The line for those precious tickets has stretched longer than a kilometre at times as people are desperate to see defending champions Brazil, Gambia, Holland and Qatar in action at the Miguel Grau Stadium.

Holland v Qatar (15:15 local time)
The first game in Piura offers the intriguing prospect of a Dutchman hoping to sink the hopes of his home country as Qatar coach Tini Ruijs is in that curious position of leading a team into battle against the nation of his birth.

He told FIFA.com: "It's a special feeling. You have to beat your own country, but Qatar is my boss and that's what I'll be trying my best to do. I hope to get a good result against Holland, but after that I wish them the best of luck.

"I know the Holland coach Ruud Kaiser very well. He and I are the same age and we used to play in the same position out on the left wing. We have played against each other before and we are good colleagues. We have to win the first match, because it's a very tough group and that would be a big step forward."

Qatar may have one advantage over their group opponents as they play regularly on artificial pitches in Doha. Their preparations have been extensive as they have had 20 friendly matches since June in Germany, Italy, the Netherlands and Brazil before arriving in Peru with 11 victories to their name.

Midfielder Khalfan Ibrahim Khalfan had a knee operation last month and he is struggling for match fitness, though Ruijs, who rates him as one of the best Qatar players, hopes to introduce him to the action at some stage against Holland.

The Netherlands had several players suffering from the effects of taking anti-malaria tablets earlier in the week, but those problems have been erased now.

Sparta Rotterdam forward Marvin Emnes is the only concern as he suffered a recurrence of his left ankle injury in training and he is a doubtful starter.

Kaiser expects a huge challenge and he said: "Qatar are used to playing in 40 degrees - we are not. For us in Holland, where it is always raining and cold, these conditions are difficult. It's more easy for Qatar because they will be more prepared to play in this heat.

"Normally, people would think we should beat Qatar, but in tournament football, nothing is normal. If everybody just focussed on the next group game against Brazil, we would be at serious risk of losing against Qatar. If anybody loses their first match, it will be very, very hard to qualify from the group, if not impossible."


Brazil v Gambia (18:00 local time)
Brazil are tipped to be the team to beat once again, but coach Nelson Rodrigues demands nothing less than returning home with the trophy they have made their own in recent years.

He said: "Brazil always expects to win and we've been working for two and a half years with this age group, so we are here to keep our title. Everywhere Brazil goes, people expect to see good football so there is an obligation on us to win it."

Many fancy the Netherlands to be their strongest opponents, but Rodrigues said: "We're not thinking about Holland now because our first match is against Gambia. They are the African champions, so it's going to be a hard game."

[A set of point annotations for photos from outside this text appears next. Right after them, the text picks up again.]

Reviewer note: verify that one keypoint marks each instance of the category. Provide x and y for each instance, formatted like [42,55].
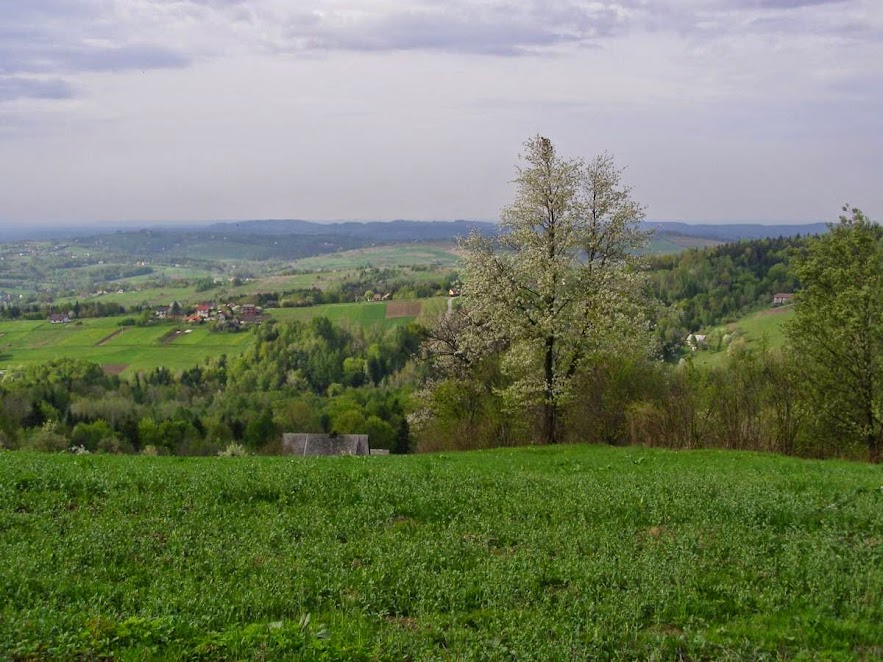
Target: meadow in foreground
[537,553]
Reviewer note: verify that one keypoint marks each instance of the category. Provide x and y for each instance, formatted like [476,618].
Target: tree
[837,331]
[565,284]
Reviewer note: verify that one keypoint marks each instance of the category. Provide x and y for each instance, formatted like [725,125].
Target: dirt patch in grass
[403,309]
[778,310]
[171,336]
[108,338]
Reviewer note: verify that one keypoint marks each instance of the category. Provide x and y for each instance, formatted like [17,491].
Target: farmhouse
[248,312]
[782,298]
[325,444]
[697,341]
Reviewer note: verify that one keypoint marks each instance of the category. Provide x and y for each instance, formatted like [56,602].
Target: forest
[319,376]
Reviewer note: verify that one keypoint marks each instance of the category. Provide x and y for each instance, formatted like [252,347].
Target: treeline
[720,284]
[297,377]
[756,401]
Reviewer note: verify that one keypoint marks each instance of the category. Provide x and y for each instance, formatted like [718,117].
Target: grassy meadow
[766,326]
[536,553]
[119,349]
[385,313]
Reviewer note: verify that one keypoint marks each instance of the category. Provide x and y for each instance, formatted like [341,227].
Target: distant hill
[386,231]
[735,231]
[671,236]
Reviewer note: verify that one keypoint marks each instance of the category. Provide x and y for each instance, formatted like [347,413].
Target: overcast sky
[720,110]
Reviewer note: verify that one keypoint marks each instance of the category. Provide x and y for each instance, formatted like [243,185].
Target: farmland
[365,314]
[535,553]
[753,330]
[119,349]
[131,349]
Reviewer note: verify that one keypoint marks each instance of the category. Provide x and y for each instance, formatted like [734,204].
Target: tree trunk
[550,406]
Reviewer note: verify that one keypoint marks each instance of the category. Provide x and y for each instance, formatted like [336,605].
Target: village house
[696,341]
[782,298]
[248,312]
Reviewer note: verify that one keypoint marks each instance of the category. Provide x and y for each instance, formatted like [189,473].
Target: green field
[531,554]
[766,326]
[120,349]
[360,314]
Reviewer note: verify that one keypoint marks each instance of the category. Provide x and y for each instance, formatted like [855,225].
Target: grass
[362,314]
[127,349]
[766,326]
[538,553]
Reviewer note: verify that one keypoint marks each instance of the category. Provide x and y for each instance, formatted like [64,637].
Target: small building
[248,312]
[697,341]
[782,298]
[306,444]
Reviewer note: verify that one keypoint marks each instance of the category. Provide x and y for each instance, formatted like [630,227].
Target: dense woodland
[318,376]
[310,377]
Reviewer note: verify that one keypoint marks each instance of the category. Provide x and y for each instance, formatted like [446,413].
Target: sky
[168,110]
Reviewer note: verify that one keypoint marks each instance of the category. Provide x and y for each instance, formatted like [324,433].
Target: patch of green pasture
[103,341]
[361,314]
[536,554]
[764,327]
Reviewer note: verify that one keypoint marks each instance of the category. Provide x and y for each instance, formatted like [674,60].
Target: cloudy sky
[720,110]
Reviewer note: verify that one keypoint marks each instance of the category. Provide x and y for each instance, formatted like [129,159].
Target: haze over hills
[360,232]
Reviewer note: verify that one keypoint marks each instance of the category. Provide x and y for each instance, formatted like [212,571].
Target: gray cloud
[46,38]
[16,87]
[505,29]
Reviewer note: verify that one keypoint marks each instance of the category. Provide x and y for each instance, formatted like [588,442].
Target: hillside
[749,332]
[536,553]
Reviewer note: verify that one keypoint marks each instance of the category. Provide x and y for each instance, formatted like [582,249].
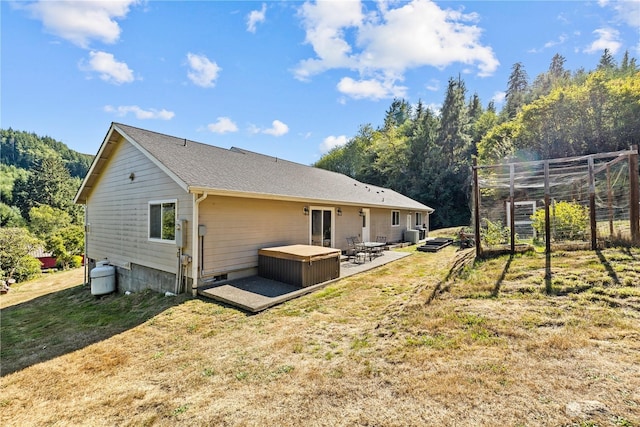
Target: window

Brazil were forced into one late change as they arrived in Peru with only two goalkeepers instead of the three required for the tournament, so Joao Carlos Heidemann was drafted in as a third choice stopper in place of defender Geronimo.

Gambia are naturally keeping a largely unchanged squad in place following their triumph at the African U17 Championship at only their second appearance.

Their coach Fred Osam Duodu knows few people expect Gambia to beat Brazil, but the Ghanaian is predicting a shock or two at Peru 2005.

He said: "We have no outstanding players because we play as a team. We are determined to mark a mark and I am confident we can do it. We create lots of chances, so I think we can create lots of surprises also.

"I have worked hard on the psychology of my boys so they do not have any complexes about the teams they will be facing here. They have respect for larger teams and smaller teams... but they do not have any fears."

Duodu insists there will not be a repeat of the ill-discipline which saw five of his men sent-off in a pre-tournament friendly against the United States last month, a game which had to be abandoned because Gambia did not have enough players left to complete the match.

"I have every confidence that they will give a good impression of themselves during this tournament," said Duodu. "After all, we won the Fair Play competition at the African U17 Championship last time.

"Every place we go, anyone will testify that my players have excellent discipline and it was just in this one game where we had some problems with the referee."

Gambia have been on the road since early-August in preparation for the championship, playing a long series of warm-up matches, which included a 2-1 win over the Liverpool youth team and a 2-2 draw with tournament hosts Peru recently.

Duodu says his boys are primed… and the city of  Piura cannot wait to get the party started.